O evento, que é realizado no complexo industrial do município, conta com a parceria do governo do Acre, por meio da Secretaria de Estado de Indústria, Ciência e Tecnologia (Seict). Ao todo, 16 indústrias do setor estão expondo seus produtos, com expectativa de movimentação financeira recorde. Na edição de 2024, a iniciativa mobilizou R$ 150 mil.
Presente ao evento, o titular da Seict, Assurbanípal Mesquita, destacou os incentivos do governo acreano para fomentar o setor, promovendo o desenvolvimento econômico da região. “A gestão do governador Gladson Camelí tem apoiado a indústria, por meio da oferta de incentivos fiscais e da manutenção de parques e polos, colaborando com a regularização do empresariado moveleiro”, frisou.
Na ocasião, o gestor mencionou o programa Comprac, mais um incentivo ao empresário local, em que o Estado faz aquisição dos produtos do polo, sem a intervenção de atravessadores, ou seja, intermediários que compram produtos de um fornecedor e revendem para outro comprador, causando a elevação do preço final.

O programa reduz desigualdades regionais e, no Juruá, visa elevar a produtividade da indústria moveleira. “Já iniciamos o ano com R$ 5 milhões em aquisição de produtos do setor, por meio da Secretaria de Educação, alcançando o objetivo do Estado, que é ver o empresário entusiasmado com o seu negócio, gerando prosperidade para os acreanos”, ratificou.

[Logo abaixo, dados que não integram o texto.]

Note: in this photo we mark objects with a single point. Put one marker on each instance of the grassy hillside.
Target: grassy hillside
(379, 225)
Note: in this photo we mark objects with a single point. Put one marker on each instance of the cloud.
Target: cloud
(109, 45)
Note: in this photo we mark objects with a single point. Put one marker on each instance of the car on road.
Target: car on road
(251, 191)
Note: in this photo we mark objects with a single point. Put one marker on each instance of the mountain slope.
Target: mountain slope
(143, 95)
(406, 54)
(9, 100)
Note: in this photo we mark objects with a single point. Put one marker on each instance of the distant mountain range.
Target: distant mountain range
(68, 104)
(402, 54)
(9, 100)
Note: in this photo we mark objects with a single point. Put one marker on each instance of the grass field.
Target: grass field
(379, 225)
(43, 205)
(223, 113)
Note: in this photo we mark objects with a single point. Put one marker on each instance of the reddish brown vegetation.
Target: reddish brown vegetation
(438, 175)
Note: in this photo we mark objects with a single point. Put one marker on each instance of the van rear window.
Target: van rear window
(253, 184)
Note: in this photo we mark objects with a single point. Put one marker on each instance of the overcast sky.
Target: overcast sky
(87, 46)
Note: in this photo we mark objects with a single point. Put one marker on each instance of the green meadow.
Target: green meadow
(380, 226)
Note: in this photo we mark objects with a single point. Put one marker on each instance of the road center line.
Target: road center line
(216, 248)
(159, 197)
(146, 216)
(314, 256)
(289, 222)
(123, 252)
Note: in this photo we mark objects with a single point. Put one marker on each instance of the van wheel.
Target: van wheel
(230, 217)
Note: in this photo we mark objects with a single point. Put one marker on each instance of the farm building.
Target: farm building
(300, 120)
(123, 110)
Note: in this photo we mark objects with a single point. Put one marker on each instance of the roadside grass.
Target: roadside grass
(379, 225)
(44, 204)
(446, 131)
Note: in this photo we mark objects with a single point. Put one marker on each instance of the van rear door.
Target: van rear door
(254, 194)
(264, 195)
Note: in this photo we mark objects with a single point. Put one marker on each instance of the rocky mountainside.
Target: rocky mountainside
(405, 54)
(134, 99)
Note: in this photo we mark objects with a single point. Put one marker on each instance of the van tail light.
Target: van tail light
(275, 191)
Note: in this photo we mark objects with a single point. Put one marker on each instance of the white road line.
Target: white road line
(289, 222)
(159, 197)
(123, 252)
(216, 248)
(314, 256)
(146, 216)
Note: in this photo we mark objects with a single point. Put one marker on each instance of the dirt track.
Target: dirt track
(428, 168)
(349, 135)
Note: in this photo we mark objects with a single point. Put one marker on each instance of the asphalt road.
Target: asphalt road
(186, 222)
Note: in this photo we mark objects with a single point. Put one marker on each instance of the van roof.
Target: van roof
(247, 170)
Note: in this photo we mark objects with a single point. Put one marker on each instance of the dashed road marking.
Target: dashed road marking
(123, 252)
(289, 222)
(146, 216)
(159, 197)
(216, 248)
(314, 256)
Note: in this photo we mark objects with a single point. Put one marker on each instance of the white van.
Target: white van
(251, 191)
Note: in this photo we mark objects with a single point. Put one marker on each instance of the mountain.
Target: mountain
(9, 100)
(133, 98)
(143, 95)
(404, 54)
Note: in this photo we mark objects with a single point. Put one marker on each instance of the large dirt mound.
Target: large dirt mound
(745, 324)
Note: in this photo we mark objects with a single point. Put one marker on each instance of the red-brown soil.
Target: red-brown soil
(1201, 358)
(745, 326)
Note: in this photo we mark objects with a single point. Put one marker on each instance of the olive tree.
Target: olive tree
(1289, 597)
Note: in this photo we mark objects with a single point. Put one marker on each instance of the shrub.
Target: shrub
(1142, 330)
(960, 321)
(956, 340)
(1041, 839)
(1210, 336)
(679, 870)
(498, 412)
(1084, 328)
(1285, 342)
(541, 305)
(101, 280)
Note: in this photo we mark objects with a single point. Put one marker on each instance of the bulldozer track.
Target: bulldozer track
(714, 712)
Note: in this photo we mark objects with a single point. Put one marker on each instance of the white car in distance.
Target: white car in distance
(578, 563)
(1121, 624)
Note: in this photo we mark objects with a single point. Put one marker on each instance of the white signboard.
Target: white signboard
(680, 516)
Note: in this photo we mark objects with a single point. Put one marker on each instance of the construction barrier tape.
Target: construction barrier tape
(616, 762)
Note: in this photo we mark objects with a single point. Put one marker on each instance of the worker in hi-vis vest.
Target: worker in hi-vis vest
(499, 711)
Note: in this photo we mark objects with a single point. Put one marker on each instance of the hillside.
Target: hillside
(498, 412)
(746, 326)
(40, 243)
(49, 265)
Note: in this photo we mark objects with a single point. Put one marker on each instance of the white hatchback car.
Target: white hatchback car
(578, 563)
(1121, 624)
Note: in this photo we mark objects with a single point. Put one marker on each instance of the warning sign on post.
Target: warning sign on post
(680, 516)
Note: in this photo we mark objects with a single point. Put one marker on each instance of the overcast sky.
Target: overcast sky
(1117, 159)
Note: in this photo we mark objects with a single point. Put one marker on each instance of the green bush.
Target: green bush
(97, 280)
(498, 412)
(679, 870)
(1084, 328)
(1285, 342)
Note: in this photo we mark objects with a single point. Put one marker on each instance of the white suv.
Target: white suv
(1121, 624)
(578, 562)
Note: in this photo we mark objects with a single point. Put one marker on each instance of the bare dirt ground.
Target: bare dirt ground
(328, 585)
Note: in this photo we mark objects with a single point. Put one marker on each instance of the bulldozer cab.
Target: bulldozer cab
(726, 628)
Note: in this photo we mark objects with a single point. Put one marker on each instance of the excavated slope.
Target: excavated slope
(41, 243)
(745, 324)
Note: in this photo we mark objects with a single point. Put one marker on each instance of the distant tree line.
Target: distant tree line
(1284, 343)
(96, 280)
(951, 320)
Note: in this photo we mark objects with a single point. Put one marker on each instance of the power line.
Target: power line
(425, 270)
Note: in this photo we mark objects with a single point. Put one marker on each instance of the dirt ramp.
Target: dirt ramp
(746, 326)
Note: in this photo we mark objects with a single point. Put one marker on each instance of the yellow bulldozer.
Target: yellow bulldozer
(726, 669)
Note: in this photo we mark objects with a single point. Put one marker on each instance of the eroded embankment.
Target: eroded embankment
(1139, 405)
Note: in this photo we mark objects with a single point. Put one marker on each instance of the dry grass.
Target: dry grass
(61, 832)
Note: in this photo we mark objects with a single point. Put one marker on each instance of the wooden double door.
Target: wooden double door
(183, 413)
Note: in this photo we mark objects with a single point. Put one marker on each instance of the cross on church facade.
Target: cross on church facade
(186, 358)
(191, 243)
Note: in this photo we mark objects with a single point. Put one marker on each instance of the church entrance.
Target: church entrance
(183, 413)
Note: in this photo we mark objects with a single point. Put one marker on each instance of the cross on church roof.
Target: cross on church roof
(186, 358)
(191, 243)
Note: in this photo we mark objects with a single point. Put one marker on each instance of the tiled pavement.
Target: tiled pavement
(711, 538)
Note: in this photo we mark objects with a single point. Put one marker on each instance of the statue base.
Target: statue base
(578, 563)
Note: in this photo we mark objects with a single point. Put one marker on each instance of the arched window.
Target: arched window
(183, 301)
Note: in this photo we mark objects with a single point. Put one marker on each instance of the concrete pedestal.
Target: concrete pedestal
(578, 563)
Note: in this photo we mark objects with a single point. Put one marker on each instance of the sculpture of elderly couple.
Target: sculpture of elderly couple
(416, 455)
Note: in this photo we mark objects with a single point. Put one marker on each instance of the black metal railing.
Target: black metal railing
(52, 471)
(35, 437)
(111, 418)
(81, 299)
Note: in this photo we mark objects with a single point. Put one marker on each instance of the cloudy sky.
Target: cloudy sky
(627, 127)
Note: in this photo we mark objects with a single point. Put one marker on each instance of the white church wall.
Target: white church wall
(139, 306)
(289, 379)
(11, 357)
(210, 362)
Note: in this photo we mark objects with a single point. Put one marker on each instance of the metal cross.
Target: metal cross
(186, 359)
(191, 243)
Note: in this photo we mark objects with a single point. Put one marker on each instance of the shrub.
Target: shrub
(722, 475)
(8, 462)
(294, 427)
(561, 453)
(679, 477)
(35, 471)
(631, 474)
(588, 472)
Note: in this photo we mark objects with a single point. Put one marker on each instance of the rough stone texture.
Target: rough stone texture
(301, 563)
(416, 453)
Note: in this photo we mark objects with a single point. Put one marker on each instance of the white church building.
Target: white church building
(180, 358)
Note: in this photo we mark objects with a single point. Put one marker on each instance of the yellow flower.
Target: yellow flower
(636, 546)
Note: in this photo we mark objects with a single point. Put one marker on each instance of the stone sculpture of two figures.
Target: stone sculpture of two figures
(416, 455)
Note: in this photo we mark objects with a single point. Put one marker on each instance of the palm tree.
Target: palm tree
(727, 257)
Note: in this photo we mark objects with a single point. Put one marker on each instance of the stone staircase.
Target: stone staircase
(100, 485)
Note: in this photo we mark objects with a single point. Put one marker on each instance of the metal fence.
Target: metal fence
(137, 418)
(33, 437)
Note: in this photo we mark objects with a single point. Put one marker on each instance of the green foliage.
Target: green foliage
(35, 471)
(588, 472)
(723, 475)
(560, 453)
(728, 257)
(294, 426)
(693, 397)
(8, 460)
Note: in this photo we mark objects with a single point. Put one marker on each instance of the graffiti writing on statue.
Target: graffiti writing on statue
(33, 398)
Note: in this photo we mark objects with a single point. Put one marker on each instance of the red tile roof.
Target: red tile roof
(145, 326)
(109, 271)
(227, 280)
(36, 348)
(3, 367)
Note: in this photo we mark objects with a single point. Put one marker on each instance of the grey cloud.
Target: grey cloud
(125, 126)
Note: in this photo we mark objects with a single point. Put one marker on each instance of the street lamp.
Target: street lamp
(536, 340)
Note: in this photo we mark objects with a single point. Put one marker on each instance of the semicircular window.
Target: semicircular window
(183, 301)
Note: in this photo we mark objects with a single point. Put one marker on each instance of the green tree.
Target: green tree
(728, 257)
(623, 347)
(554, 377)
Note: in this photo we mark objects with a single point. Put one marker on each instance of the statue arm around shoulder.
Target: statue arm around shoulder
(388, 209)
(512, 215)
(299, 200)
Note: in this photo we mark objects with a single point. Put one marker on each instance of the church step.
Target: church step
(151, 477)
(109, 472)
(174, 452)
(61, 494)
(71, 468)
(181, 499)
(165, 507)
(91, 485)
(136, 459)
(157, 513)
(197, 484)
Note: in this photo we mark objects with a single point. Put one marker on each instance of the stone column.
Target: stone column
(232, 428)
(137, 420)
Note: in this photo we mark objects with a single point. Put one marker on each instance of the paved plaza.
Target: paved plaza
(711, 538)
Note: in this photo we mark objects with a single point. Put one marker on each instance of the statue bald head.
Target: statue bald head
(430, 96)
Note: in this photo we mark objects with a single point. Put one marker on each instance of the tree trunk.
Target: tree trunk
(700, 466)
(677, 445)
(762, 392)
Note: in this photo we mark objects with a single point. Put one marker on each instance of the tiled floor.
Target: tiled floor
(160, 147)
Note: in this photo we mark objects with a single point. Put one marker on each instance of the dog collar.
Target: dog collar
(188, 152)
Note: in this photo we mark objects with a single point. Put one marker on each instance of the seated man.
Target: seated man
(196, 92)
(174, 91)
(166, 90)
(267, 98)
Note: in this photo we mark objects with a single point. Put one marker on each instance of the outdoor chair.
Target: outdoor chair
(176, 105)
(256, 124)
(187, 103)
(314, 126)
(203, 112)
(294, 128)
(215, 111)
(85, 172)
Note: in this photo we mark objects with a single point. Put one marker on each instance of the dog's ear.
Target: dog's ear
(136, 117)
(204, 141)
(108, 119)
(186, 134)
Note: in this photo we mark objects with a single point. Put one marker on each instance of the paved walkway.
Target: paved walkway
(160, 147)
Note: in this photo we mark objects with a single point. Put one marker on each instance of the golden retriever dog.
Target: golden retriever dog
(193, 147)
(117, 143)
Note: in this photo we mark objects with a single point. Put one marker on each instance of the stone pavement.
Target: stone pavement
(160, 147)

Com encerramento nesta quinta-feira, 3, a festividade apresenta novidades, como shows de artistas locais, venda de comidas típicas e de plantas ornamentais. “A feira é uma vitrine para arte criada pelos marceneiros. A edição passada foi um sucesso, e, diante disso, decidimos dar continuidade ao empreendimento, com o foco de torná-lo maior a cada edição. Sabemos da importância dos móveis produzidos em Cruzeiro do Sul, e a exposição valoriza essa tradição, que se iniciou na fundação do município”, enfatizou o chefe do Executivo municipal, Zequinha Lima.
Viver na floresta e dela sobreviver
No coração da Amazônia, as mãos talentosas dos marceneiros, que são profissionais que transformam, de forma artesanal, a madeira em móveis e outros objetos, geram satisfação e ajudam o homem da floresta a manter uma relação harmoniosa com o meio ambiente.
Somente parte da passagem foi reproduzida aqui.